For Luther wasn’t alone in thinking and preaching as he did during those years. In Zurich a priest called Zwingli had taken a similar path, and in Geneva another learned man named Calvin had distanced himself from the Church. Yet despite the similarities of their teachings, their followers could never bring themselves to tolerate, let alone live with, one another.
But now there came a new and even greater loss for the papacy. In England, King Henry VIII was on the throne. He had married Catherine of Aragon, an aunt of the emperor Charles V. But he didn’t like her. He wanted to marry her lady-in-waiting, Anne Boleyn, instead. When he asked the pope, as head of the Church, to grant him a divorce, the pope refused. So, in 1533, Henry VIII withdrew his country from the Roman Church and set up a Church of his own, one that allowed him his divorce. He continued to persecute Luther’s followers, but England was lost to the Roman Catholic Church for ever. It wasn’t long before Henry was tired of Anne Boleyn as well, so he had her beheaded. Eleven days later he remarried, but that wife died before he could have her executed. He divorced the fourth and married a fifth, whom he also had beheaded. The sixth outlived him.
As for the emperor Charles V, he had grown weary of his vast empire, with all its troubles and confusion, and the increasingly savage battles fought in the name of religion. He had spent his life fighting: against German princes who were followers of Luther, against the pope, against the kings of both England and France, and against the Turks, who had come from the east in 1453 and had conquered Constantinople,
capital of the Roman Empire of the East.
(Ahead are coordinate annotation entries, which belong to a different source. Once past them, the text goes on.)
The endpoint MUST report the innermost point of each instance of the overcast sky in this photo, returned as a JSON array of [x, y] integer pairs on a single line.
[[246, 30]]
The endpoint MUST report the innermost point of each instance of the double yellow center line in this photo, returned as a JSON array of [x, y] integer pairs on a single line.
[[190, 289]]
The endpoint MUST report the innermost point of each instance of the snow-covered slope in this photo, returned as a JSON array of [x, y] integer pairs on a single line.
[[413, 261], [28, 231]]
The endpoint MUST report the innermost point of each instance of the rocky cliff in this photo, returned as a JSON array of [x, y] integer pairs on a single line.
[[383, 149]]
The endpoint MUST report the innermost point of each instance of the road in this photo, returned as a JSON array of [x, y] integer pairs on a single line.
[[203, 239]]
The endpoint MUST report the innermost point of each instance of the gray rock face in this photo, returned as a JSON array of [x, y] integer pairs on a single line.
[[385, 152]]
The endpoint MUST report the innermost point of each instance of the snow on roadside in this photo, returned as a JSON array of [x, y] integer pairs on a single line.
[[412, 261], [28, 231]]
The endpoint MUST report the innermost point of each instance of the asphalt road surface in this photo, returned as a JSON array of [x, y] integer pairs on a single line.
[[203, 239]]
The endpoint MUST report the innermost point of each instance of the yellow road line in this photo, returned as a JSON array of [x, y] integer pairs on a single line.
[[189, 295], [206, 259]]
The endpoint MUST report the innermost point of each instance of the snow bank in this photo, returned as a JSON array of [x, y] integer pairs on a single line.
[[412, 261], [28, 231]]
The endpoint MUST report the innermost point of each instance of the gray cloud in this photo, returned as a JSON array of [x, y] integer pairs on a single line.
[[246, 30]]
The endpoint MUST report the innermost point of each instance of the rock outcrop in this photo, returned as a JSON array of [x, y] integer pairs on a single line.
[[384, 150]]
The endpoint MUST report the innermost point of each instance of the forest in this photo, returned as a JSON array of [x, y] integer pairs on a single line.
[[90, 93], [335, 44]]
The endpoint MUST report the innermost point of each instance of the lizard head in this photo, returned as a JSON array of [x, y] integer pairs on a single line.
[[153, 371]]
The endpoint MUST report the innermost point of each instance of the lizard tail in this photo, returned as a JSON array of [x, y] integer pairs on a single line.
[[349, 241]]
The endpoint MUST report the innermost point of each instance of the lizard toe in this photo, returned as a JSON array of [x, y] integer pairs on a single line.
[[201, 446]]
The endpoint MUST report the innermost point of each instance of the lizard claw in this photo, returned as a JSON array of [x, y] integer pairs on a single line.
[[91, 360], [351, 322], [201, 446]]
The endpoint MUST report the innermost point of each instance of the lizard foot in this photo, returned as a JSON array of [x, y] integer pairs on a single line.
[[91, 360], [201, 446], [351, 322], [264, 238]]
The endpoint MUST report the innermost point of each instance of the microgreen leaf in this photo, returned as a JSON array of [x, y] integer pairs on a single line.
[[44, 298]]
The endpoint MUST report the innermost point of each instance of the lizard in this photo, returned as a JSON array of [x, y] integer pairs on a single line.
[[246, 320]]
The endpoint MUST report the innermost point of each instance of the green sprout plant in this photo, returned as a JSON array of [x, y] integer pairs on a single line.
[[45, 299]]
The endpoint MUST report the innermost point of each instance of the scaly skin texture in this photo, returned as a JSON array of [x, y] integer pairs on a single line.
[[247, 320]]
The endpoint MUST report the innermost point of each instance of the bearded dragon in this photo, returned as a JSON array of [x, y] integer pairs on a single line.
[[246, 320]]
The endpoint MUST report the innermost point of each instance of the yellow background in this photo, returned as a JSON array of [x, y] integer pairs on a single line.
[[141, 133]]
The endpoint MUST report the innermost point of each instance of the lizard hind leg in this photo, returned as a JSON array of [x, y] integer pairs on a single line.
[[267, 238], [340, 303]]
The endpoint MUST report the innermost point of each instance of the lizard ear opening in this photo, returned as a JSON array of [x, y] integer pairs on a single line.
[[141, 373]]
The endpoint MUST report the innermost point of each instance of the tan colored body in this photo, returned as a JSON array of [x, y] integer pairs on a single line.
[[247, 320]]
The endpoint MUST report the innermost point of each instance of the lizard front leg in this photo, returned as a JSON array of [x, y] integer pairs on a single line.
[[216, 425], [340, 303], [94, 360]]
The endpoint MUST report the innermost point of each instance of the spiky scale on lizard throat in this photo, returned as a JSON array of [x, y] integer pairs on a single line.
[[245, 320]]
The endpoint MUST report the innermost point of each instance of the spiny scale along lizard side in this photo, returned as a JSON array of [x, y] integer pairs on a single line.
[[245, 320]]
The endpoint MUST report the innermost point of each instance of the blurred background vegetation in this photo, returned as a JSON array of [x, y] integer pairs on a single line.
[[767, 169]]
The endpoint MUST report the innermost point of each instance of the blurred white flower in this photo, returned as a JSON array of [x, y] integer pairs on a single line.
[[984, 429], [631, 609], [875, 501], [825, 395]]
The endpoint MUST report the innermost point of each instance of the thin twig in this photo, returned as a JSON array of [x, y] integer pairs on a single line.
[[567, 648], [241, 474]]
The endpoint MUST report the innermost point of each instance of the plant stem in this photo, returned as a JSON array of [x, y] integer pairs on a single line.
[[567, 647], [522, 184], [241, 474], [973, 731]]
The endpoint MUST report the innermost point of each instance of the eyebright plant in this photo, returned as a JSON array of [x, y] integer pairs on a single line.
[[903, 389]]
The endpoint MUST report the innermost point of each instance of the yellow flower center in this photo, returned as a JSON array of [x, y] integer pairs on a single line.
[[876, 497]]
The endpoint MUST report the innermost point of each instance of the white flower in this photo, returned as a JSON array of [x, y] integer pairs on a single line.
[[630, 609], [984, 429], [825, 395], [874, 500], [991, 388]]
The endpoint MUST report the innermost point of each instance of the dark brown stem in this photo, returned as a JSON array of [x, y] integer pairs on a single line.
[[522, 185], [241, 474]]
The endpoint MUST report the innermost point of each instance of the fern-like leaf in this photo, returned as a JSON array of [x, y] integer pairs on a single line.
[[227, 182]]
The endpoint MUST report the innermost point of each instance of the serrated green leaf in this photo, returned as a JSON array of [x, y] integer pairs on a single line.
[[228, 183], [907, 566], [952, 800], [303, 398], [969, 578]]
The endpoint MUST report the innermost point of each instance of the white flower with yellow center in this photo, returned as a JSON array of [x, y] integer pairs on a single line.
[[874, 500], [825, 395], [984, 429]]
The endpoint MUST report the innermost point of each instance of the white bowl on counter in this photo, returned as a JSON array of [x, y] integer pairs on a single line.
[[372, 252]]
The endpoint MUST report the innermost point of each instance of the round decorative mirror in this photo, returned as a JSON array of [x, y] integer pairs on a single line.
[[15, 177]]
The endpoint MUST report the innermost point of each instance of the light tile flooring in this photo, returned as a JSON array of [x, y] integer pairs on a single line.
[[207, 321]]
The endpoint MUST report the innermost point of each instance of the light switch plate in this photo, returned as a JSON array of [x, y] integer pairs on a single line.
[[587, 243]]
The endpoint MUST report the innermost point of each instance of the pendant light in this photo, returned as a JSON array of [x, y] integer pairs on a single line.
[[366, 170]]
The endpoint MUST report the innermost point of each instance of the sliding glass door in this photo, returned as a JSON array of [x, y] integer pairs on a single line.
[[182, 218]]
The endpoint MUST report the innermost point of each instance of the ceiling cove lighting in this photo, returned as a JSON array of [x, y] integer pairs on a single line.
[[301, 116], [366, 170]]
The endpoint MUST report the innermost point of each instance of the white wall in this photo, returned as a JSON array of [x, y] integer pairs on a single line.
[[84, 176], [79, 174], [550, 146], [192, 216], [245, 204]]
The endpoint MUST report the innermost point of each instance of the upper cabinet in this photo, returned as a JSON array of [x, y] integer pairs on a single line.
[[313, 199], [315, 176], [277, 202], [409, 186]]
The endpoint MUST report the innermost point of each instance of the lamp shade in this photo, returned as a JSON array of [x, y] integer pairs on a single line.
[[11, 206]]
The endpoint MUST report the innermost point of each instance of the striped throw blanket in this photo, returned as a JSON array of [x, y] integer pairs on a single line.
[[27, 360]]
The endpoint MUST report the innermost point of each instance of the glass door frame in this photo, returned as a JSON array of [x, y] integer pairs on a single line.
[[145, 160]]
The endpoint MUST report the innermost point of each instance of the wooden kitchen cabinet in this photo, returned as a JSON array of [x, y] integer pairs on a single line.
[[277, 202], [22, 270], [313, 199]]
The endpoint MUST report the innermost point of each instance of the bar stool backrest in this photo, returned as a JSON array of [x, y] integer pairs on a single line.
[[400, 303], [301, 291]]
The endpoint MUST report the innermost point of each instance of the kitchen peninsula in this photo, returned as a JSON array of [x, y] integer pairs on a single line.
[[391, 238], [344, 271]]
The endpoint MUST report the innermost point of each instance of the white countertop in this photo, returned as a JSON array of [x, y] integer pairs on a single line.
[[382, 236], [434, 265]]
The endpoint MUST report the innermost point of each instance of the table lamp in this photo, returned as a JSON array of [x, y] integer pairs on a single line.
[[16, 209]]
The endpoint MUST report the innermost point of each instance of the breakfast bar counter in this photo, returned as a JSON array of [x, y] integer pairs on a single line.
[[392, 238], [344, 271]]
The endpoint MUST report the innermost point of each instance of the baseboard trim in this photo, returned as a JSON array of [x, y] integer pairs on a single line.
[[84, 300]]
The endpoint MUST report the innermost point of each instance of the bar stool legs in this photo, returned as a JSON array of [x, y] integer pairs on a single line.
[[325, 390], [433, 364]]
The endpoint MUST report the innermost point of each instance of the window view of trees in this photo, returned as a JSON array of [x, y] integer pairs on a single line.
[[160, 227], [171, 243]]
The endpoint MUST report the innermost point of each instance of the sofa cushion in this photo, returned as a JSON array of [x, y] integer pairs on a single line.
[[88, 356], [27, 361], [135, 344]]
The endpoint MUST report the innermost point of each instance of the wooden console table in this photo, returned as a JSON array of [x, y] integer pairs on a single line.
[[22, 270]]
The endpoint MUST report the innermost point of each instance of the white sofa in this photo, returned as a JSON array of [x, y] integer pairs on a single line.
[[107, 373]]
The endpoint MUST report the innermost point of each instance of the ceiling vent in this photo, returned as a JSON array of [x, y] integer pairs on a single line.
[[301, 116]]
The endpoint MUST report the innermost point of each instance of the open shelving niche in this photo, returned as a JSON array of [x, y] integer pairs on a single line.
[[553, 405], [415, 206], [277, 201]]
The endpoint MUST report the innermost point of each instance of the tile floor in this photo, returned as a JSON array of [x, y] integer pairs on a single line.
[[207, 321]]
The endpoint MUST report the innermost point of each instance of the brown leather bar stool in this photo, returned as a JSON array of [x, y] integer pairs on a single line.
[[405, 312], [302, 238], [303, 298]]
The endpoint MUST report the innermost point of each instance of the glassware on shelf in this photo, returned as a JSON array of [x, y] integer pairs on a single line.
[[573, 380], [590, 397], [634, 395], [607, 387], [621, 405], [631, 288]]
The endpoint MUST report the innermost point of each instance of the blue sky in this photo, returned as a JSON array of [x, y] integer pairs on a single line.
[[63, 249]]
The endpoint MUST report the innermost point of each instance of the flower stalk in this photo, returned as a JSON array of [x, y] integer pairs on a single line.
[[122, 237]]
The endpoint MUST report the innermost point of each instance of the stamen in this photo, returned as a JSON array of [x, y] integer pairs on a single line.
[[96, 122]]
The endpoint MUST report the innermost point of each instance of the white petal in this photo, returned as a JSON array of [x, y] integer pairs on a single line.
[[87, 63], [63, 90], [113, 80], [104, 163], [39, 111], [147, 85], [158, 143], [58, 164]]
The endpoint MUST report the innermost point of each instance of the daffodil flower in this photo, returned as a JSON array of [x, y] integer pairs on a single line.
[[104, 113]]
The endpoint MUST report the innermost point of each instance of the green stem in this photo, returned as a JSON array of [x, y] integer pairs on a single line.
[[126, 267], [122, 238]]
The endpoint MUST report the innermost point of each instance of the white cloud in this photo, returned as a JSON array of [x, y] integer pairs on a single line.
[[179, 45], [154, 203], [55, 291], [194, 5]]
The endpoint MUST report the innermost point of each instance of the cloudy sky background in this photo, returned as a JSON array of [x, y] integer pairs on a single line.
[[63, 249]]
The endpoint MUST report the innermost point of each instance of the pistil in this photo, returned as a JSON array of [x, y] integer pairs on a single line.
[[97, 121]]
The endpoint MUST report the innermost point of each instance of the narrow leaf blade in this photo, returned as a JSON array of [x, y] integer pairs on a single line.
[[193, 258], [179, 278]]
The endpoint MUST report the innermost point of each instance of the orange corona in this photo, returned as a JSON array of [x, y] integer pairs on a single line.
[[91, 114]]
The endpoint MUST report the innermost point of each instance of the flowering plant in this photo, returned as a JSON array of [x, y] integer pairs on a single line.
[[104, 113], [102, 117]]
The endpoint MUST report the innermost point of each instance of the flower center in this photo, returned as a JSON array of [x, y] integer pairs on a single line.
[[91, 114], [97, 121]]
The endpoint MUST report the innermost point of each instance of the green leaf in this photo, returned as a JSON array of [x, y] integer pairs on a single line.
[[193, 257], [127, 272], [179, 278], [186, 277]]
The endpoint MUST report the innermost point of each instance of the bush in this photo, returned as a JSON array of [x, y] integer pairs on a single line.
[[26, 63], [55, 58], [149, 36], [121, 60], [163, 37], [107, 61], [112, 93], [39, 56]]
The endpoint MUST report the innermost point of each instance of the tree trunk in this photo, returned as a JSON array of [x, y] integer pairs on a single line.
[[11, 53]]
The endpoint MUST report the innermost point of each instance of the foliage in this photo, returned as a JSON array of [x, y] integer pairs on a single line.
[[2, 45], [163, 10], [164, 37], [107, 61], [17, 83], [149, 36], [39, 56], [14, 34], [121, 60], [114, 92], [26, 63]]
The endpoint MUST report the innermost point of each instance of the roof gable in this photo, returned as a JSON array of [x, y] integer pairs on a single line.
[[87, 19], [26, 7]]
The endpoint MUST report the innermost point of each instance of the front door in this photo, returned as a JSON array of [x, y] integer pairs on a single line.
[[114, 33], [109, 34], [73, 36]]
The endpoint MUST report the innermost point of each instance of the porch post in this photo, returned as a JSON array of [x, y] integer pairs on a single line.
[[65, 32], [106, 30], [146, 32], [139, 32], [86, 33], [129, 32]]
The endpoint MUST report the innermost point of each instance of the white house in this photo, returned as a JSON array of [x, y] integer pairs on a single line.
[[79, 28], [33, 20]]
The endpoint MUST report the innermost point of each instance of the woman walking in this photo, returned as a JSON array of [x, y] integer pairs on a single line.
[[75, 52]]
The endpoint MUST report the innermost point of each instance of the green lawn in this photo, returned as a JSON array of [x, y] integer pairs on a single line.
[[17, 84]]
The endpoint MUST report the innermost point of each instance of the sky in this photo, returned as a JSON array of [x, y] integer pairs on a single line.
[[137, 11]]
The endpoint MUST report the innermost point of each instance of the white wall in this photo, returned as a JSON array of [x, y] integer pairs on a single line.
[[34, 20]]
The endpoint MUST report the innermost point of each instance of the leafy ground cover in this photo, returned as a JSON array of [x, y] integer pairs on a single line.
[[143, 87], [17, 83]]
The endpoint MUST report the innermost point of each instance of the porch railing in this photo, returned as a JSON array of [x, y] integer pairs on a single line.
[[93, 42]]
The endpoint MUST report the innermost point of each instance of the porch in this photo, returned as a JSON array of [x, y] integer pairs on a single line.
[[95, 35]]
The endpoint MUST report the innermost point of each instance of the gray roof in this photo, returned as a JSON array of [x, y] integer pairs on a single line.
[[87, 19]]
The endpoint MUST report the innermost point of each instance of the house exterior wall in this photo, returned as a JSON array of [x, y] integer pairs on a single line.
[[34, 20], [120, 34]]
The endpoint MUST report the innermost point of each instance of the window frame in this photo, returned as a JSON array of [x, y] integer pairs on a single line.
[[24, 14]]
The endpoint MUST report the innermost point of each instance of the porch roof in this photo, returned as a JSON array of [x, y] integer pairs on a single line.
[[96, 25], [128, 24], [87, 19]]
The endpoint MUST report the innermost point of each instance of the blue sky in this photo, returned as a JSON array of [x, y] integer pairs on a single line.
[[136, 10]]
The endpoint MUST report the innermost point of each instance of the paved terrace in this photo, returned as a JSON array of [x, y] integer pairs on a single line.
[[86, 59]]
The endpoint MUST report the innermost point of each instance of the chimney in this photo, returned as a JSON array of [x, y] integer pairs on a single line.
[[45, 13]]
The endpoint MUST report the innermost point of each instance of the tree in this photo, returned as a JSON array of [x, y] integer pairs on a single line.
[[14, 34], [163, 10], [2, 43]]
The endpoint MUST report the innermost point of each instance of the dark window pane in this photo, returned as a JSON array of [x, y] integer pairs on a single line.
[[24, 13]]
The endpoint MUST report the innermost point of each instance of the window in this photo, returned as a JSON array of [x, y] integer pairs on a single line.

They had then gone on to lay waste to Hungary and in 1529 had reached the gates of Vienna, the capital of Austria which they besieged without success.
And having grown tired of his empire, along with its sun that never set, Charles V installed his brother Ferdinand as ruler of Austria and emperor of Germany, and gave Spain and the Netherlands to his son Philip. He then withdrew, in 1556, an old and broken man, to the Spanish monastery of San Geronimo de Yuste. It is said that he spent his time there repairing and regulating all the clocks. He wanted them to chime at the same time. When he didn’t succeed, he is reported to have said: ‘How did I ever presume to try to unite all the peoples of my empire when I cannot, even once, persuade a few clocks to chime together.’ He died lonely and embittered. And as for the clocks of his former empire, whenever they struck the hour, their chimes were further and further apart.